Was steckt in diesem Studiengang?

Männlichkeit und Kriminalität in Russland, männliche Privilegien an Eliteschulen, der Männlichkeitsstatus bei Doppelverdiener-Paaren – die Liste ist lang. Gerade erst war das Zentrum an der ersten Internationalen Fachkonferenz mit 700 Teilnehmerinnen und Teilnehmern – darunter auch die Frauenorganisation der Vereinten Nationen -  im Roosevelt Hotel in New York beteiligt.

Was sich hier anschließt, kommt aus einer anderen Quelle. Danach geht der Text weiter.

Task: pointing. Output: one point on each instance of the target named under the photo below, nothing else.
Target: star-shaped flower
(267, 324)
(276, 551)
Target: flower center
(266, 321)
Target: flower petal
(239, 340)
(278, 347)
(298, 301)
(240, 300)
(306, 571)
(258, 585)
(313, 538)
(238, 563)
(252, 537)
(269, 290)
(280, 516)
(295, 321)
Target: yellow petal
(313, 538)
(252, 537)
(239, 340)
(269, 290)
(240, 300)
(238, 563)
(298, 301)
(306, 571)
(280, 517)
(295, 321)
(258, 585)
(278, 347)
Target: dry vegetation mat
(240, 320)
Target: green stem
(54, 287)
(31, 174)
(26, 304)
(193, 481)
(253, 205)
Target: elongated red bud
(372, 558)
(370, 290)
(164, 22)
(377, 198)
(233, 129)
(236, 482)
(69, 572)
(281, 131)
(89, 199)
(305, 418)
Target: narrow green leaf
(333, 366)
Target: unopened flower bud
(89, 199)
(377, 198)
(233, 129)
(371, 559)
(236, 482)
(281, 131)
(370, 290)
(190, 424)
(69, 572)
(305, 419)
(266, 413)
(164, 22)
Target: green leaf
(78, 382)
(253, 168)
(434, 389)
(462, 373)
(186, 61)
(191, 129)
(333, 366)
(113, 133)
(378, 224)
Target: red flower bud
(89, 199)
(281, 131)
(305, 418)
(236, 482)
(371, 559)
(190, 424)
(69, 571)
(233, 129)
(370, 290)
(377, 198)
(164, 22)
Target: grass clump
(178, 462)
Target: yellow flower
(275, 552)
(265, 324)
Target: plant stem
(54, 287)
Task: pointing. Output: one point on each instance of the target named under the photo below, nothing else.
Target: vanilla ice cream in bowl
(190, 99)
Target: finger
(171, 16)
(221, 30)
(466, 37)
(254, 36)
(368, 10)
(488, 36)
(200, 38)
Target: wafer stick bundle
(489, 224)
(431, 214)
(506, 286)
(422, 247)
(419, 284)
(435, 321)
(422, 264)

"Es wäre auch absolut möglich, unseren Abschluss innerhalb der Gender-Studien anzubieten – und sich dabei auf Männlichkeitsstudien zu spezialisieren", sagt Kimmel. "Aber ich glaube, ein spezielles Master Programm wird dem Gebiet mehr Gewicht verleihen – als einem sich entwickelnden Feld innerhalb der Gender-Studien."

Der künftige Master-Studiengang soll ein Jahr dauern. Er richte sich, so Kimmel, an Frauen wie Männer, an interessierte Soziologen oder andere Vorabschlüsse. Er könne als Fortbildung für Sozialarbeiter oder Lehrer dienen, als Online-Studium absolviert werden oder als Sommerschule für schon länger Berufstätige – etwa Mitarbeiter der Vereinten Nationen.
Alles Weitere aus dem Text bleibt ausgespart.